On se promenait au bord de l'eau, on donnait à manger aux canards, on buvait de
bons vins... La table de mixage ressemblait au poste de pilotage du Starship
Entreprise. On passait au moins douze heures par jour à y travailler, sans
écouter un seul disque. J'ai fait de gros progrès au Super Mario (le jeu
vidéo). La baie vitrée du studio donnait sur un grand lac, il n'y avait
pas la moindre voiture, les gens s'occupaient de nous, cuisinaient pour nous,
nous choyaient.
Ça ressemble à une maison de retraite.
Brian : (Rires)... C'était un peu ça. Sauf que la nuit, nous
n'arrivions pas à fermer l'oeil : impossible de déconnecter le cerveau, qui
continuait à réfléchir aux chansons. Mais à la fin, nous avons décidé de
mixer le disque à Londres, pour lui insuffler plus d'énergie, de tranchant.

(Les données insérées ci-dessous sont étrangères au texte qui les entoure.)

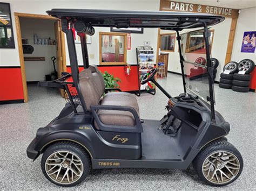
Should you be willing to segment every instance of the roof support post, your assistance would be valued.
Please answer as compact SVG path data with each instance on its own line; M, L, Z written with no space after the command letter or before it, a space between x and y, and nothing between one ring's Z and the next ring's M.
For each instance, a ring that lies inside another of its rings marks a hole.
M214 110L214 94L213 93L213 68L212 66L210 58L210 43L209 37L211 36L211 32L207 28L207 24L205 23L204 27L204 38L205 42L205 49L206 51L206 63L208 72L208 80L209 83L210 100L211 103L211 113L212 121L215 121L215 110Z
M66 40L68 43L68 47L69 48L69 60L70 66L71 67L72 77L73 82L76 87L80 101L85 112L87 112L86 105L84 98L82 95L79 86L79 68L77 61L77 52L76 51L76 45L75 44L74 36L73 34L72 24L70 23L69 20L66 18L62 18L62 31L65 32L66 35Z
M78 80L78 63L77 62L76 46L75 45L74 37L72 30L72 25L66 18L62 19L62 31L66 34L68 48L69 48L69 60L71 66L72 76L75 84L77 83Z
M179 35L179 31L176 31L176 33L177 34L177 40L178 41L178 45L179 45L179 61L180 62L180 67L181 68L181 74L182 74L182 81L183 82L183 88L184 89L184 93L186 93L186 82L185 81L185 74L184 74L184 65L183 63L183 61L184 61L184 58L182 55L182 49L181 49L181 45L180 44L180 40L181 38Z
M80 37L81 41L82 53L83 55L83 61L84 62L84 69L89 67L89 61L88 58L88 51L87 48L86 37L84 32L78 32L77 35Z

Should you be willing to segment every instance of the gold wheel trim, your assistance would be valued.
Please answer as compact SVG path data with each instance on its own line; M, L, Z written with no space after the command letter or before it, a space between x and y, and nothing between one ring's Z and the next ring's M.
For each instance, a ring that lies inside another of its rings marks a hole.
M45 164L45 172L54 182L68 185L78 181L83 175L83 162L70 151L58 151L51 154Z
M224 184L234 179L240 171L239 161L233 153L219 151L210 154L203 164L204 177L215 184Z

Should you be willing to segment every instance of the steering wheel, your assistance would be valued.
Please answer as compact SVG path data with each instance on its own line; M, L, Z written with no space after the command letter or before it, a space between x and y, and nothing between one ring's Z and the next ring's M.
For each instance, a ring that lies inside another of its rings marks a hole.
M142 80L140 81L142 84L145 84L147 82L151 81L154 79L154 76L157 73L157 68L153 68L150 70L150 72L147 74L145 74L143 76Z

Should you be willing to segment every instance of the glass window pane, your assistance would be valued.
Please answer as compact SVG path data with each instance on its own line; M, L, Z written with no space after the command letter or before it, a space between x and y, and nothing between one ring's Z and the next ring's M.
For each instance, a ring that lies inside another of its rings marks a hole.
M167 34L161 35L161 51L174 51L176 35Z
M204 40L201 36L203 32L198 31L181 35L181 49L185 60L184 70L186 89L188 92L198 96L206 103L210 104L206 54ZM190 38L194 38L194 41L191 43L191 40L191 40ZM194 49L188 51L188 47Z

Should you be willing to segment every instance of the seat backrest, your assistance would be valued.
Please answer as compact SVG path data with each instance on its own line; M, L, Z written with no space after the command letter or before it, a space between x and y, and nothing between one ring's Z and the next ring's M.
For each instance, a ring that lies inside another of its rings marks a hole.
M96 65L91 65L90 67L93 67L95 68L95 70L96 71L98 75L98 77L99 77L99 80L100 80L100 82L102 83L102 86L103 86L103 87L104 88L104 89L105 89L105 87L106 84L105 84L104 79L103 78L103 76L102 76L102 73L98 69L98 67L97 67Z
M94 66L83 69L79 74L80 89L88 111L91 111L91 105L99 104L104 93L105 83L103 84L101 77L103 79L100 72Z

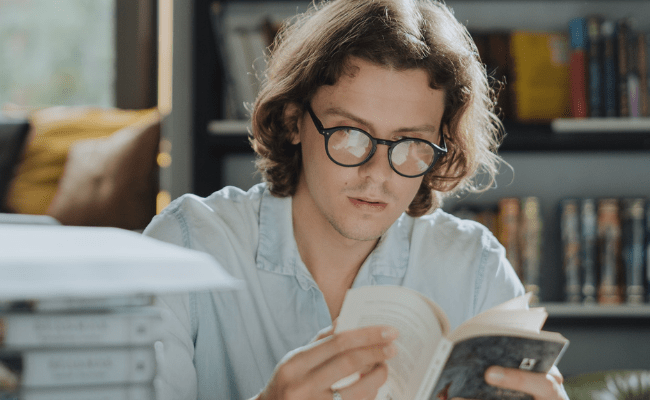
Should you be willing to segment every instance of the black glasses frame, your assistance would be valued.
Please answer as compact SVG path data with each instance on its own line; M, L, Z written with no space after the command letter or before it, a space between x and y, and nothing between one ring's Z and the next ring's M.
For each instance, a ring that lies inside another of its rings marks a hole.
M309 112L309 115L311 116L311 120L314 122L314 126L316 126L316 130L318 130L318 132L321 135L325 136L325 152L327 153L327 156L329 157L330 160L332 160L332 162L334 164L340 165L342 167L358 167L360 165L363 165L363 164L367 163L368 160L370 160L372 158L372 156L375 155L375 152L377 151L377 145L378 144L383 144L384 146L388 146L388 164L390 164L390 167L392 168L392 170L395 171L398 175L401 175L401 176L403 176L405 178L417 178L417 177L422 176L422 175L426 174L427 172L429 172L431 170L431 168L433 168L433 166L436 165L436 162L438 161L438 159L440 157L442 157L443 155L447 154L447 145L445 144L445 137L442 134L442 132L440 133L440 146L438 146L438 145L436 145L436 144L434 144L434 143L432 143L432 142L430 142L428 140L420 139L420 138L403 138L403 139L400 139L400 140L377 139L377 138L373 137L371 134L369 134L368 132L364 131L363 129L359 129L359 128L356 128L356 127L353 127L353 126L335 126L333 128L325 128L323 126L323 124L320 122L320 120L318 119L318 117L316 116L316 114L314 114L314 110L311 109L311 105L309 103L305 104L305 108ZM353 129L355 131L359 131L359 132L364 133L368 138L370 138L370 141L372 142L372 150L370 150L370 153L368 153L368 156L363 161L361 161L359 163L356 163L356 164L352 164L352 165L342 164L342 163L336 161L332 157L332 155L330 154L329 145L328 145L330 137L332 136L332 134L334 132L340 131L340 130L343 130L343 129ZM400 144L402 142L405 142L405 141L421 142L421 143L425 143L425 144L431 146L431 148L433 148L433 161L431 161L431 165L429 165L429 167L425 171L423 171L423 172L421 172L421 173L419 173L417 175L405 175L405 174L399 172L395 168L395 166L393 165L393 160L392 160L393 149L398 144Z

J'avais besoin de la pollution, de l'agressivité, de la vase urbaine. Dès que
la nuit tombait sur la campagne, je me sentais si seul...
L'album s'en ressent : il est beaucoup plus relâché. On pense souvent au
Radiohead de The Bends, à la fois fiévreux et paisible.
Brian : Les cheminements sont identiques : après un premier album au
succès énorme, Radiohead a décidé de n'écouter personne et de n'en faire
qu'à sa tête. Radiohead a donné l'autorisation à beaucoup de groupes de
jouer des chansons sérieuses et déprimées sans être montrés du doigt.
Exactement ce qu'avait réussi Nirvana en permettant à toute une génération
de jouer ouvertement du rock.
Sur un de vos récents singles, on trouvait cette curieuse chanson en français,
Mars landing party, avec ces paroles : "Embrasse-moi, mets ton
doigt dans mon cul." Ça va pas, non ?
Brian : Nous étions d'humeur particulièrement joyeuse quand nous
l'avons enregistrée, au hasard d'une répétition. "C'est juste une
bonne blague de cul" (en français)... C'était une façon de mélanger Girl from Ipanema
et Je t'aime moi non plus. On les a envoyées
ensemble dans l'espace et c'est devenu une histoire porno.